The compiler was able to optimize everything away, as it would have done with a run-off-the-mill recursive function.

### What are the costs?

The astute reader may have noticed one curious detail. In the move from a non-generic to a generic lambda, I added an explicit return type (i.e. `-> int`

). How come?

This has to do with the fact that the return type to be deduced is the type of the conditional expression, which type depends on the call to `self`

, which type is being deduced.
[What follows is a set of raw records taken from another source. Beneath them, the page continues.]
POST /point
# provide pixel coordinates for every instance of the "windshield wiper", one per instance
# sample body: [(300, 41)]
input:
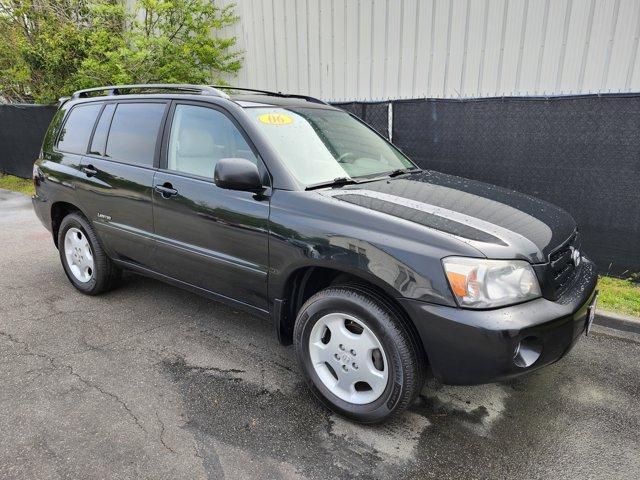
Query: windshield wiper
[(402, 171), (336, 182)]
A quick reading of Return type deduction for normal functions would suggest that rewriting the lambda expression as follows should work:

```
[](auto&& self, int n)
{
if(n < 2) return 1; // return type is deduced here
else return n * self(/* args */); // this has no impact
}
```

GCC will in fact accept this code with the first form of `fix_type`

only (the one that passes `functor`

). I'm not able to determine if it is right to complain about the other form (where `*this`

is passed). I leave it to the reader to choose what trade-off to make: less type deduction, or less ugly recursive calls (it's also of course completely possible to have access to either flavour anyway).